Anyone who watches advertisements during football games knows that American men are doing just great, these days.

There appear to be gazillions of racially diverse circles of thin men out there — roughly 30-50 years of age — who get together all the time in sports bars with loads of disposable income to spend on beer and mountains of chicken wings in a wide variety of flavors. Others travel all over the place in their rad sports vehicles or those pick-up trucks that are part troop-carriers, part luxury vehicles.

There are some rotund, middle-aged, often bald, White losers out there, of course, but their family members or lovers are still around to laugh at their misadventures.

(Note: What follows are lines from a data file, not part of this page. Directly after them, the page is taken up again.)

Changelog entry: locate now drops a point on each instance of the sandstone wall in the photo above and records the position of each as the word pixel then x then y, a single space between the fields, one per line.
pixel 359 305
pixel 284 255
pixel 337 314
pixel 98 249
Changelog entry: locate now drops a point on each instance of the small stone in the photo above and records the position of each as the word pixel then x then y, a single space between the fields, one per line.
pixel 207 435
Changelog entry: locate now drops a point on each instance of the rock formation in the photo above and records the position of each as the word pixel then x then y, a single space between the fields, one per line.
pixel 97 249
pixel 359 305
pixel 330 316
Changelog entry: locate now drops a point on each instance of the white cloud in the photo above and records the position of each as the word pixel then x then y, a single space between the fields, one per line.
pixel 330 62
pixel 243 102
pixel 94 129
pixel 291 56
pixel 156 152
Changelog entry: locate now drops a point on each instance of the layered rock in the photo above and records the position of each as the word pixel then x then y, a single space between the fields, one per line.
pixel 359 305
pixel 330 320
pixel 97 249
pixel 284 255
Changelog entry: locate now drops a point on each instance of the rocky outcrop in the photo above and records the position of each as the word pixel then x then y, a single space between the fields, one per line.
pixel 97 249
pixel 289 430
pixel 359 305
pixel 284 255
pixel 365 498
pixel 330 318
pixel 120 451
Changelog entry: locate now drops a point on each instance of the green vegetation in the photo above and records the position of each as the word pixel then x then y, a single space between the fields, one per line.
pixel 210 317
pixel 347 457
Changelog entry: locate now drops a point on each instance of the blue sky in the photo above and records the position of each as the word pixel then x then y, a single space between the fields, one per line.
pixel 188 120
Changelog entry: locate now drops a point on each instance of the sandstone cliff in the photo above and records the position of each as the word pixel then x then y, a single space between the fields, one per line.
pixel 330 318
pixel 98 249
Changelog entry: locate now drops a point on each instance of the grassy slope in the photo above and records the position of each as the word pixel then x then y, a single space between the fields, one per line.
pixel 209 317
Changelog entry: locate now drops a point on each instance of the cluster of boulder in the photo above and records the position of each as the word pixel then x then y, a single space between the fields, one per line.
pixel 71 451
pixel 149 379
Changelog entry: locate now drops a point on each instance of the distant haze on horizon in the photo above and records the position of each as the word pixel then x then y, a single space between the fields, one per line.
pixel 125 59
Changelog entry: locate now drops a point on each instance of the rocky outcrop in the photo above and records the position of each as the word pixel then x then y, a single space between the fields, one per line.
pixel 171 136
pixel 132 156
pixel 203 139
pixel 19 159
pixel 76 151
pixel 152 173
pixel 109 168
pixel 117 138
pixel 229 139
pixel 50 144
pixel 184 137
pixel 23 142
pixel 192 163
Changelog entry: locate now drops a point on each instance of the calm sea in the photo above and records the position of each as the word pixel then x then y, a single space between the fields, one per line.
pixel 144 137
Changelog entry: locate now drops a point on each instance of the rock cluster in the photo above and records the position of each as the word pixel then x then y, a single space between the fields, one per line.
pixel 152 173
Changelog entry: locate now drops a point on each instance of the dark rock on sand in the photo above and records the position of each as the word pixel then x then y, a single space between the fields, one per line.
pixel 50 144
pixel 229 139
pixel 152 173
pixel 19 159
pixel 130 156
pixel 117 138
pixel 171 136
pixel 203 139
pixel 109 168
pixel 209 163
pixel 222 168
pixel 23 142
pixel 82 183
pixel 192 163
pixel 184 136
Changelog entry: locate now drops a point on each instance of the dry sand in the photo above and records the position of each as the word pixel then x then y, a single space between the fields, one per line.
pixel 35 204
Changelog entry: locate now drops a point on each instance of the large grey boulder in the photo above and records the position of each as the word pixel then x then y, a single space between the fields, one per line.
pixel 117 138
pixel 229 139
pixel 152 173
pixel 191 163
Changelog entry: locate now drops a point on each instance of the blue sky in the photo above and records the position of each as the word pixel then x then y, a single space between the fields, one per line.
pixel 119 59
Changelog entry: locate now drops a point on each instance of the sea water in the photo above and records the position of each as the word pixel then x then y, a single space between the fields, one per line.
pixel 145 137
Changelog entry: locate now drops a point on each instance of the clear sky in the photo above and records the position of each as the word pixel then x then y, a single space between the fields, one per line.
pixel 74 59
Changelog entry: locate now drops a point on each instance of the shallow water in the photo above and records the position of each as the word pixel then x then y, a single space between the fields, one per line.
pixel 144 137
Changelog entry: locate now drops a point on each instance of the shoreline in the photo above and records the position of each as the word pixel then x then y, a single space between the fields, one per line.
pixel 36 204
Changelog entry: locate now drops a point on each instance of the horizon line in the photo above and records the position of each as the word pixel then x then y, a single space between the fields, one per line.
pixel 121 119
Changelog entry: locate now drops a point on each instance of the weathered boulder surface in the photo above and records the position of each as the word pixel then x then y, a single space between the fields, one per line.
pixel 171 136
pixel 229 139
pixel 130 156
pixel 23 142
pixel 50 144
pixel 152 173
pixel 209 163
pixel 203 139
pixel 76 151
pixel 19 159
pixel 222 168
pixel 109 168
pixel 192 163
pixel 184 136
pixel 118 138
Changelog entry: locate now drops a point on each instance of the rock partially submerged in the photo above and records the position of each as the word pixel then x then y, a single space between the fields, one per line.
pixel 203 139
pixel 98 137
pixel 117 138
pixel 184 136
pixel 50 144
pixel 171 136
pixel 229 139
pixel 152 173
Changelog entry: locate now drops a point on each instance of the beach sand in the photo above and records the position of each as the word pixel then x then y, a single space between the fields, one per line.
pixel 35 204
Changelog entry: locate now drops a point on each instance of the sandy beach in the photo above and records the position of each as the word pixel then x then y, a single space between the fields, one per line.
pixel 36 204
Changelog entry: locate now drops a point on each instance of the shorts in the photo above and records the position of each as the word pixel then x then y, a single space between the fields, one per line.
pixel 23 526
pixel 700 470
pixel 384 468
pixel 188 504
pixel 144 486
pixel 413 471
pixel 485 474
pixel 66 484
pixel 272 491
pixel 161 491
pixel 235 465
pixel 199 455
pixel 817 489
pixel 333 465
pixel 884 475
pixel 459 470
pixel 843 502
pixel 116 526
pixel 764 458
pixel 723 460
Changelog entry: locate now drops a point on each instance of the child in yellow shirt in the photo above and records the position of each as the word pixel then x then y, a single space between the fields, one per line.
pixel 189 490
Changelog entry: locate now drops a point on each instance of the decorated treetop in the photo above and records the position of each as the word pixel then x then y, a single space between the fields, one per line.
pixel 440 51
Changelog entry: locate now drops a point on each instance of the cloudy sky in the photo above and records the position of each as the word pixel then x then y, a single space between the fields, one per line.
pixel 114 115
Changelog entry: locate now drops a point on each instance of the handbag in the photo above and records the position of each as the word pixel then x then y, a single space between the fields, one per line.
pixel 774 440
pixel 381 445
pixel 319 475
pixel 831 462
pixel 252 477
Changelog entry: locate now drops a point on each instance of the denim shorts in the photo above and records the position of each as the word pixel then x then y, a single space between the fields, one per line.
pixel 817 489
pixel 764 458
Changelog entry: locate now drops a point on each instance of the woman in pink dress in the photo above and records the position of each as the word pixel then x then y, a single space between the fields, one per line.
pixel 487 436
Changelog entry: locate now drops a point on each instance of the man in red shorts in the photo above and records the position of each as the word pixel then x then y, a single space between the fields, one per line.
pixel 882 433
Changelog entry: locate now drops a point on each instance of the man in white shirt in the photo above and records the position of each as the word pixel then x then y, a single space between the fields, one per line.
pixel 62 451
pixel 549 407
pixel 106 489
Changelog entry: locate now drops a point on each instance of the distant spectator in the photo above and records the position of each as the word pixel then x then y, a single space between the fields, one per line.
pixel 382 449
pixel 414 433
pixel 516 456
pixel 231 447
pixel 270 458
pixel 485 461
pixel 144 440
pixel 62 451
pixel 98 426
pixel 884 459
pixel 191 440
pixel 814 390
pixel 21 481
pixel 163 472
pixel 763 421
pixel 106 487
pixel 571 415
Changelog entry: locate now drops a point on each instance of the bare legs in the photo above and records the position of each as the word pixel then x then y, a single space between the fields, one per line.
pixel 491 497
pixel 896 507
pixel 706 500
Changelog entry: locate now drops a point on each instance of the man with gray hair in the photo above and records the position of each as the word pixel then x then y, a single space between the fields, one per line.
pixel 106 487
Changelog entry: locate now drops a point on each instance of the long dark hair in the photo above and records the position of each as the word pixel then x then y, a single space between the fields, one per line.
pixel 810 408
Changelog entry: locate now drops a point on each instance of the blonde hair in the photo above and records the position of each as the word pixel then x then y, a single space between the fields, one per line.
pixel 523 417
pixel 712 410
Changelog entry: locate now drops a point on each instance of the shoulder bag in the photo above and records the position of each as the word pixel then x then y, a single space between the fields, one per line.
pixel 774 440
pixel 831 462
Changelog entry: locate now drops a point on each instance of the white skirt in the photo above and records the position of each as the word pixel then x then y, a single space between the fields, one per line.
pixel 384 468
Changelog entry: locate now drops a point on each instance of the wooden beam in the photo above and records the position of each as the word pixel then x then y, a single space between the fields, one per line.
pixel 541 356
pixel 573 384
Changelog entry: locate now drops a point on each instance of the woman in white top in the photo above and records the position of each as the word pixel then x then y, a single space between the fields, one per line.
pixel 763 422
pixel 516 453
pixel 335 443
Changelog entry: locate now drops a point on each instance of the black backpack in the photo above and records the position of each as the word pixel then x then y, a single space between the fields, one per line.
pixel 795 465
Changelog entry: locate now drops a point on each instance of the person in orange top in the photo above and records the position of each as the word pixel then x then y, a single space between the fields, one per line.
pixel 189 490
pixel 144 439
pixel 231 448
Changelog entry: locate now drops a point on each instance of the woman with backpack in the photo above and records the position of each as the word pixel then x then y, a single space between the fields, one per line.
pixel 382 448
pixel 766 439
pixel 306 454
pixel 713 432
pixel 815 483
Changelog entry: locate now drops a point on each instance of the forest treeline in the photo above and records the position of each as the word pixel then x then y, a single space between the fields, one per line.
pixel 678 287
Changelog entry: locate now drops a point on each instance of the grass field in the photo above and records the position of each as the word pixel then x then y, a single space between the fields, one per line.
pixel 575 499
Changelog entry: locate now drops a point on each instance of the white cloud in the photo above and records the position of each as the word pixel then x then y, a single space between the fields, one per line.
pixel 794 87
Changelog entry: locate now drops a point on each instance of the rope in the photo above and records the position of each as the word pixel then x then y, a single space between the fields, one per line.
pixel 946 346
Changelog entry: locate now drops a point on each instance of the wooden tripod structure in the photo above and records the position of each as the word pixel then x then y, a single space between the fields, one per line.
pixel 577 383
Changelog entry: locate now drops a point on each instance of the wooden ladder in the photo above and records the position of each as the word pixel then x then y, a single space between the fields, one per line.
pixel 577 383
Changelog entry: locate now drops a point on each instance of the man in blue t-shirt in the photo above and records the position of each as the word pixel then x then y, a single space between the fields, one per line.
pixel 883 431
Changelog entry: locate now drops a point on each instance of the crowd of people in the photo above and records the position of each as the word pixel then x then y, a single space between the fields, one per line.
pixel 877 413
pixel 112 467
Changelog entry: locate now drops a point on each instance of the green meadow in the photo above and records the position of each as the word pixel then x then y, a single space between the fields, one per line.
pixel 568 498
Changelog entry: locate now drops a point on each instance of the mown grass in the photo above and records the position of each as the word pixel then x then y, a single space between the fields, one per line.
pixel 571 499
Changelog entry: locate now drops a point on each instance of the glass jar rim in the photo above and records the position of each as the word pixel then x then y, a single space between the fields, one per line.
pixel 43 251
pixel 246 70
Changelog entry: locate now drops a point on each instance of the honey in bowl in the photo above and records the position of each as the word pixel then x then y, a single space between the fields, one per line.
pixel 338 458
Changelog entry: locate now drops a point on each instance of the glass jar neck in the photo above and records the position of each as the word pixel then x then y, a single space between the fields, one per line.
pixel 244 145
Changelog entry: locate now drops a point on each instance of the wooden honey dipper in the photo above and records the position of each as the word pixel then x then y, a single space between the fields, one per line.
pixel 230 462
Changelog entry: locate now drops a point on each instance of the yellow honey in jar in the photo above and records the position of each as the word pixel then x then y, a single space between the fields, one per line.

Yes, this screed from an elderly guy (on a diet, even) is directly connected with this week’s “Crossroads” podcast (CLICK HERE to tune that in). This week’s program focused on a fine, fascinating New York Times piece by religion-beat pro Ruth Graham. The double-decker headline on this piece proclaimed:

For Suburban Texas Men, a Workout Craze With a Side of Faith

In Katy, outside Houston, many men have taken up F3, a no-frills fitness group where members push themselves physically but also bond emotionally.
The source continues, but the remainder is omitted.